[PATCH v2 16/23] sched/cache: Introduce sched_cache_present to enable cache aware scheduling for multi LLCs NUMA node

Tim Chen posted 23 patches 2 weeks, 1 day ago
There is a newer version of this series
[PATCH v2 16/23] sched/cache: Introduce sched_cache_present to enable cache aware scheduling for multi LLCs NUMA node
Posted by Tim Chen 2 weeks, 1 day ago
From: Chen Yu <yu.c.chen@intel.com>

Cache-aware load balancing should only be enabled if there are more
than 1 LLCs within 1 NUMA node. sched_cache_present is introduced to
indicate whether this platform supports this topology.
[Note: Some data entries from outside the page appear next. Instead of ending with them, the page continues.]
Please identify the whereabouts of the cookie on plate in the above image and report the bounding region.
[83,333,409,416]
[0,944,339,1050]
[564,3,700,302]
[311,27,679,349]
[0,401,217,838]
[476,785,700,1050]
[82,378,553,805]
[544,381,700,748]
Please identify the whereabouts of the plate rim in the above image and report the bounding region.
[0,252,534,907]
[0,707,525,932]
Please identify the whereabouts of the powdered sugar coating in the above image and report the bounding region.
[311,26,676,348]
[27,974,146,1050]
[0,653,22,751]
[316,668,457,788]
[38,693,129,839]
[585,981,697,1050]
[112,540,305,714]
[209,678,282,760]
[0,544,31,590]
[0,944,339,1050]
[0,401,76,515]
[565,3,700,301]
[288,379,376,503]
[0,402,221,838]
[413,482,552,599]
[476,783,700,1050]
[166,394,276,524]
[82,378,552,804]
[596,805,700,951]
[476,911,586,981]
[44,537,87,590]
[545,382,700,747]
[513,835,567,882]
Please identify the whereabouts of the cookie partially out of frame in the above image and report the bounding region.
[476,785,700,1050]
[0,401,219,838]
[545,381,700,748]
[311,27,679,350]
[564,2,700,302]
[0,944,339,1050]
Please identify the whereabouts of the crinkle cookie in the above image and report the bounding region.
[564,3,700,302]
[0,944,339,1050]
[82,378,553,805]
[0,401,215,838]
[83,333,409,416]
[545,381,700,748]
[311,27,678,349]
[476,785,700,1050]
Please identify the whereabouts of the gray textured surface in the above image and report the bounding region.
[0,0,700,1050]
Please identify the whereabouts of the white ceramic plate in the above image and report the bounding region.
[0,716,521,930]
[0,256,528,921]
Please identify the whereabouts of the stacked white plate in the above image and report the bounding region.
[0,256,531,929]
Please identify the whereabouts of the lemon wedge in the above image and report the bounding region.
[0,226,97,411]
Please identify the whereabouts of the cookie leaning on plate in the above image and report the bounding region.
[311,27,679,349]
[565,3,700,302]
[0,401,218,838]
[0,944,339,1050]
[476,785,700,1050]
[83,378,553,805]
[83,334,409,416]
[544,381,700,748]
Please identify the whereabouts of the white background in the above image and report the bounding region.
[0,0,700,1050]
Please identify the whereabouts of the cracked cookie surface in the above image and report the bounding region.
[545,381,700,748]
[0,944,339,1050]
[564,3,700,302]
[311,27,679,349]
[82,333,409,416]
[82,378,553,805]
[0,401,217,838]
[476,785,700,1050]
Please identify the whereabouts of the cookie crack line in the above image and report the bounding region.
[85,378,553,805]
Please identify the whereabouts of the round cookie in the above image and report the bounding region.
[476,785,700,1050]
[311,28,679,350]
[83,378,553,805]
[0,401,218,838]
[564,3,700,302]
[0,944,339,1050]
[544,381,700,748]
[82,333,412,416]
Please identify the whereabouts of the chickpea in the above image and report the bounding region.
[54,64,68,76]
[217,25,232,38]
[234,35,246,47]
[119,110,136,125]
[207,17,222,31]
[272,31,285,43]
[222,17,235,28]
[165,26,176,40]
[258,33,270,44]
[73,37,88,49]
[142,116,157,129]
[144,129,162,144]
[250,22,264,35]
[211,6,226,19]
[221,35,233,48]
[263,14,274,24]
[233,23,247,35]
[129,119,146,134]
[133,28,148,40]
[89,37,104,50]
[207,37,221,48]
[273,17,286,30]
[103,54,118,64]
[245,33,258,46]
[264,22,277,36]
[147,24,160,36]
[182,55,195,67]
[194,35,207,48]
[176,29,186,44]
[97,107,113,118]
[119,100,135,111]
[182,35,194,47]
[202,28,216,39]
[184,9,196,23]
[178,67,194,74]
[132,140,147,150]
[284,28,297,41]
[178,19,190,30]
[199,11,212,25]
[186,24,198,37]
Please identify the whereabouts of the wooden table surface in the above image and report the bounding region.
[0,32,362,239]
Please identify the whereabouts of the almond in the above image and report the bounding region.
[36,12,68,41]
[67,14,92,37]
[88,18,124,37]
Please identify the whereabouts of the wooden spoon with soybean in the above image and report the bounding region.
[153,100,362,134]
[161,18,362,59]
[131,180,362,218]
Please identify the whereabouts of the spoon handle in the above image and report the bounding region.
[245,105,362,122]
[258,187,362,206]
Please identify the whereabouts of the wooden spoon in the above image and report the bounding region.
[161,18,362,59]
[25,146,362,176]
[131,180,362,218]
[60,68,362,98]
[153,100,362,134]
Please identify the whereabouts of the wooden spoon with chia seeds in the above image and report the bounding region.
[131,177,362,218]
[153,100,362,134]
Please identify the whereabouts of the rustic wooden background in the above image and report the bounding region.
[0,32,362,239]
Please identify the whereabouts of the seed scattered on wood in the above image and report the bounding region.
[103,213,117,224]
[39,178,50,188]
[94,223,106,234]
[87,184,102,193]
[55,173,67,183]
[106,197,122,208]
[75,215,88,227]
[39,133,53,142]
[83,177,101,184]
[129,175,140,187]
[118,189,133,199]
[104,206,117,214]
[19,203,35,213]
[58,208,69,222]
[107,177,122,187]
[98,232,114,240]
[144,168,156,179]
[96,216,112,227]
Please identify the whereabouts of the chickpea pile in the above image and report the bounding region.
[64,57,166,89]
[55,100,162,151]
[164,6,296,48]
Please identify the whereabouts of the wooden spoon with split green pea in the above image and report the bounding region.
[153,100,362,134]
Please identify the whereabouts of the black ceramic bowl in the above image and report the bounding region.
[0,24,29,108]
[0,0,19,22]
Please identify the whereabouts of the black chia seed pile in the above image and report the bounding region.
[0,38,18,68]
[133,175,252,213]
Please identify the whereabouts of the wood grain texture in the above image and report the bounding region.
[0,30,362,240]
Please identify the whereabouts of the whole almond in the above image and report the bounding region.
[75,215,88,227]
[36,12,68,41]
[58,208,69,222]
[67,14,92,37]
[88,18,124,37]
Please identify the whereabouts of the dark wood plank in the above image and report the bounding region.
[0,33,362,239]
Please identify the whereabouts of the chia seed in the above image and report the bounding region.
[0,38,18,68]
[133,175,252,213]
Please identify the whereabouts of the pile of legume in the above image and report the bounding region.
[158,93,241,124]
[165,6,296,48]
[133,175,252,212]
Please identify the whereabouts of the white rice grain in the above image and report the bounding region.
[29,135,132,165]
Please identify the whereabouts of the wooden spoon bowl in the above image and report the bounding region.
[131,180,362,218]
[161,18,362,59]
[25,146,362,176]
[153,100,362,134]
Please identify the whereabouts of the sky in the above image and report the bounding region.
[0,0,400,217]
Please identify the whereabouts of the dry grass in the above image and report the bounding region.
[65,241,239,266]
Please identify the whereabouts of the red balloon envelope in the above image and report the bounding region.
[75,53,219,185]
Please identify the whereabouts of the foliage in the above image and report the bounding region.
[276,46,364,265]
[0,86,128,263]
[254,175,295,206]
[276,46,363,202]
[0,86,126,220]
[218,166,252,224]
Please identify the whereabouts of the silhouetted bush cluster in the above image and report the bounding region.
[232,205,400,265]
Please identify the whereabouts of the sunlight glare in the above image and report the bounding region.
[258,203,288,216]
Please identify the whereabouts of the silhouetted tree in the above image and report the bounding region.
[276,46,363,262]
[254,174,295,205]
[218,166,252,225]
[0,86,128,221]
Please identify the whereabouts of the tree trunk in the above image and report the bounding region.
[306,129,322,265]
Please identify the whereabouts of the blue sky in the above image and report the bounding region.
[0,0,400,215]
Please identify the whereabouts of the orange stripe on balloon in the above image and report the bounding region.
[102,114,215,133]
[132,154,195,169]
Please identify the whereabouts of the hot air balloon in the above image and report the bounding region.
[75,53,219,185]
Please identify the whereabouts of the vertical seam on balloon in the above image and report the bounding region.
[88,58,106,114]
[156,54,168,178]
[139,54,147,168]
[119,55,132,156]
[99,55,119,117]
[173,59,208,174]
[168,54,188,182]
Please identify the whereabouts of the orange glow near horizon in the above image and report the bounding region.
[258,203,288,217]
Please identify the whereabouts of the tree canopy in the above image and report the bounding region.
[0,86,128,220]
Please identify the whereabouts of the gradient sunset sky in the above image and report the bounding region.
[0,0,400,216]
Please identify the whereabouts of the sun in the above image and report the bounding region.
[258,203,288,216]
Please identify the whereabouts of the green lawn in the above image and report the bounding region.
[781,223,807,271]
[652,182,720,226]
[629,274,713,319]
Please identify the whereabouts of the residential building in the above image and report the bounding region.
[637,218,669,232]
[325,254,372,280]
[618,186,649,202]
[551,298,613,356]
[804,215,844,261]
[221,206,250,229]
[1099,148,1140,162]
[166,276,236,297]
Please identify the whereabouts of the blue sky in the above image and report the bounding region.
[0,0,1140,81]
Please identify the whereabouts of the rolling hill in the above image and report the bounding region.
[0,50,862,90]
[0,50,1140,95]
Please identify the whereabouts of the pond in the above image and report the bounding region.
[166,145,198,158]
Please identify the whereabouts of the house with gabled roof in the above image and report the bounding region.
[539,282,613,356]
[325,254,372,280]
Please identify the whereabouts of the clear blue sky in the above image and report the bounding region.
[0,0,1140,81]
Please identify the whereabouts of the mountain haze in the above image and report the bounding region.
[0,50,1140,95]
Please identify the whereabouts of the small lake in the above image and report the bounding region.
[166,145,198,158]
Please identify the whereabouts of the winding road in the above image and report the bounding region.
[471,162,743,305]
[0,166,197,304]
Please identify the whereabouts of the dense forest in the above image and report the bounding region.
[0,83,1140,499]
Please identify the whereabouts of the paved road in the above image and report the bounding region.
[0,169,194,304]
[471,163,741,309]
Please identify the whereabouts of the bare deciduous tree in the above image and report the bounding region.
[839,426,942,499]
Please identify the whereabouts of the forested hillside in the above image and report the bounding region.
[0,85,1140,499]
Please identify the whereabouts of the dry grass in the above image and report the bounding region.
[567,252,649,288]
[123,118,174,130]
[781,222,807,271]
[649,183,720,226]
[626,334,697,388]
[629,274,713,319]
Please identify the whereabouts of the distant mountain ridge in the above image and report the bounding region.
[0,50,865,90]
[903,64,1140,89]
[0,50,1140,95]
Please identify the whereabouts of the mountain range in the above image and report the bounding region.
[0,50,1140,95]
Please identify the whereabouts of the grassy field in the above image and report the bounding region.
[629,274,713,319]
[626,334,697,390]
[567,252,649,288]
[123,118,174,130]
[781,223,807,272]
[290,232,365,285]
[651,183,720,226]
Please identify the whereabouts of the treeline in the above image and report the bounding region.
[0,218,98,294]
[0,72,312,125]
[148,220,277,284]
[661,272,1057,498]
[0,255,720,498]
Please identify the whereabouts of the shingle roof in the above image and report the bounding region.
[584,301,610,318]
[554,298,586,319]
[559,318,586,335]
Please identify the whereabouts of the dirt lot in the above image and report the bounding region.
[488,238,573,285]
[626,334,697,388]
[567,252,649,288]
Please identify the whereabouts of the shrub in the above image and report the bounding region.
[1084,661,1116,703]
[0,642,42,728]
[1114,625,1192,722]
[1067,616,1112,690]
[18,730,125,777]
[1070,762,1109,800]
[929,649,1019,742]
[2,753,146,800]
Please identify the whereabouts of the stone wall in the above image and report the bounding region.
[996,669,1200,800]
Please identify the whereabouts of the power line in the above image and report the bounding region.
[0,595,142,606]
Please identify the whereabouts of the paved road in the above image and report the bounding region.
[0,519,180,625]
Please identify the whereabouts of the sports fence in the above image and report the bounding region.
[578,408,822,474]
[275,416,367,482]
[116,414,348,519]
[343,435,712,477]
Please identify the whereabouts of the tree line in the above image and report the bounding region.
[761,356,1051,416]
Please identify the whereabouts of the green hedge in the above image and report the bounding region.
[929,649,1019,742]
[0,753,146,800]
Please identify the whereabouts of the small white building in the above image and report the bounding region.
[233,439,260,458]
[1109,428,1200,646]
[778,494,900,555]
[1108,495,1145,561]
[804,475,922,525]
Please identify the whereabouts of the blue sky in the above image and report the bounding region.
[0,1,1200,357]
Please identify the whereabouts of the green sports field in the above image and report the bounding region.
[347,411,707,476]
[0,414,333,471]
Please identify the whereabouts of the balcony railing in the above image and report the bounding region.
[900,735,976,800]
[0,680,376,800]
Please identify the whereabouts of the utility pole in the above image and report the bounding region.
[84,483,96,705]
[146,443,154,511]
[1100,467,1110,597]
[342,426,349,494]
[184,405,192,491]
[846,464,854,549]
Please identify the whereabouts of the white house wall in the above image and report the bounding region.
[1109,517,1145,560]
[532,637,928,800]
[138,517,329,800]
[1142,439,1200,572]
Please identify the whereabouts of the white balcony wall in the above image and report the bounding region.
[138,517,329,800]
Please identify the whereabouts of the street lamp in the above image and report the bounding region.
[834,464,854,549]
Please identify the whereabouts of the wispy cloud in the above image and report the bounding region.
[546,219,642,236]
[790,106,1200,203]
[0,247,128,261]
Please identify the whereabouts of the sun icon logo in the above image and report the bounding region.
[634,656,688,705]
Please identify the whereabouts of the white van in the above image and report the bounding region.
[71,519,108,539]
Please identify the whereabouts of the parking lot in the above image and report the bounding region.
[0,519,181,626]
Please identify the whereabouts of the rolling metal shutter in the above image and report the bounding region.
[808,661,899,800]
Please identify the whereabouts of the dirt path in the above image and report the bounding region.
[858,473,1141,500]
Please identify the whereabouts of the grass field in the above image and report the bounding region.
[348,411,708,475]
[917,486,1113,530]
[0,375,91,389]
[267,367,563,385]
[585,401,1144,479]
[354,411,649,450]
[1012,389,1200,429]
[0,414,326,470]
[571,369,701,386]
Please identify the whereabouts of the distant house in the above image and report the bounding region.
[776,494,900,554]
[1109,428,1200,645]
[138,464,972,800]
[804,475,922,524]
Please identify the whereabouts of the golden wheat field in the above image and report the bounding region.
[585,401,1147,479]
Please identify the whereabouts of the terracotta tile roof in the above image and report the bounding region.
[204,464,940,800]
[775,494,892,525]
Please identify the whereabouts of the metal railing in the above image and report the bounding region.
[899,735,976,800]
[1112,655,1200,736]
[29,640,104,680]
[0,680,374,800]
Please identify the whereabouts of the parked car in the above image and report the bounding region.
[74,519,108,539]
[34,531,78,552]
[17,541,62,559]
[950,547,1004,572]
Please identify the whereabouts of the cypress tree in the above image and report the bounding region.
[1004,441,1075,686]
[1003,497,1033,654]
Suggested-by: Libo Chen <libo.chen@oracle.com>
Suggested-by: Adam Li <adamli@os.amperecomputing.com>
Signed-off-by: Chen Yu <yu.c.chen@intel.com>
Signed-off-by: Tim Chen <tim.c.chen@linux.intel.com>
---

Notes:
    v1->v2:
    	Use flag sched_cache_present to indicate whether a platform
    	supports cache aware scheduling. Change this flag from staic key.
    	There should be only 1 static key to control the cache aware
    	scheduling. (Peter Zijlstra)

 kernel/sched/topology.c | 20 +++++++++++++++-----
 1 file changed, 15 insertions(+), 5 deletions(-)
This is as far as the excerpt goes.